However, as Ravi Fernando points out in a comment (thanks!), the argument can be generalized as follows to the situation of $K = \mathbb F_q$ a finite extension of $\mathbb F_p$. Let $S$ be a subring of $K[x]$. Still w.l.o.g., assume there is a polynomial $y \in S$ of positive degree; it generates the subring $\mathbb F_p[y]$ of $K[x]$. Now look at the inclusion chain of rings $\mathbb F_p[y] \subseteq K[y] \subseteq K[x]$; each larger ring is an f.g. module over the next smaller one (for the first inclusion because $K \vert \mathbb F_p$ is finite, and for the second it follows via the linked question as above); so we also have that $K[x]$ is a f.g. module over $\mathbb F_p[y]$. But this last ring is still Noetherian, and so our subring $S$, which as $\mathbb F_p[y]$-module is contained in $K[x]$, is finitely generated as above.
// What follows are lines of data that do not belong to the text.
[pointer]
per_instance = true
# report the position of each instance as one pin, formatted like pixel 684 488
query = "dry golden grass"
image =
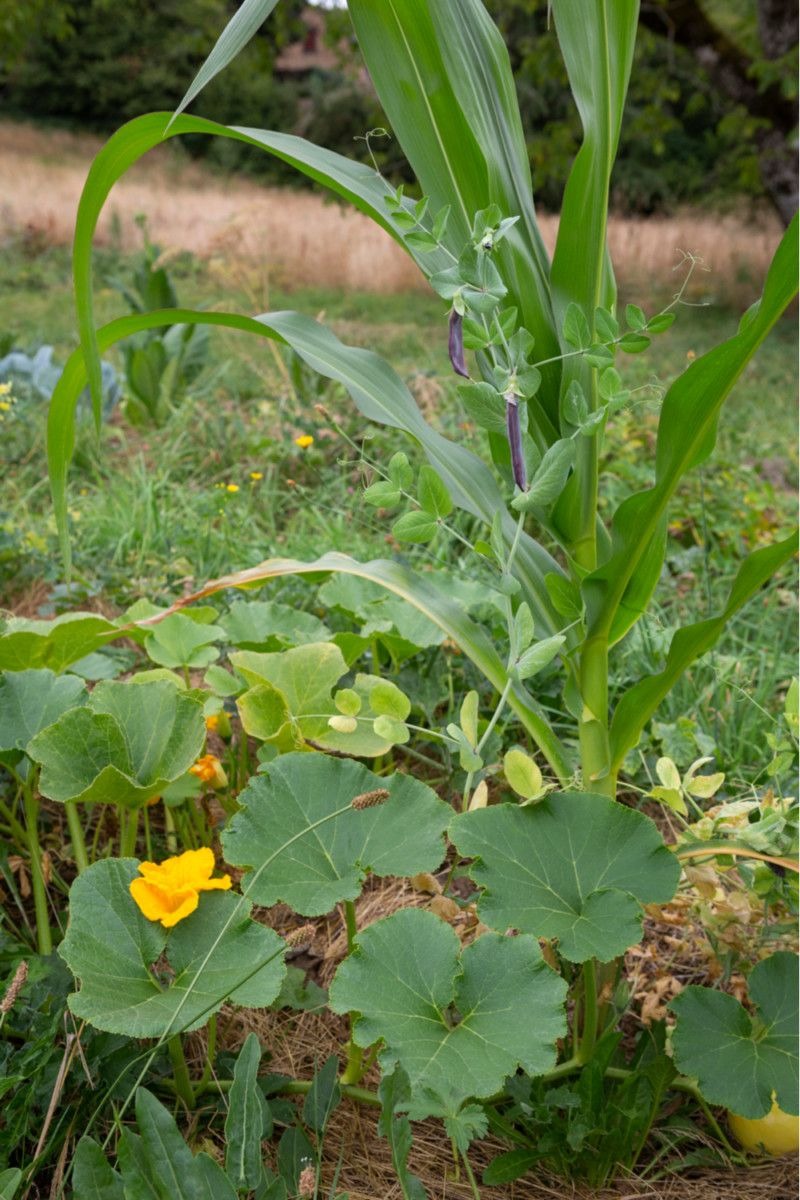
pixel 301 239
On the other hand, Thomas Andrews points out in a comment that for the case of coefficients from an infinite algebraic extension of $\mathbb F_p$, the original question is answered in the positive. (And of course it would also be for transcendental extensions.)

Summing up:

For any unital ring $R$, the polynomial ring $R[x]$ has countably many unital subrings (with the same unit) if and only if $R$ is a finite product of finite fields. Otherwise it has uncountably many.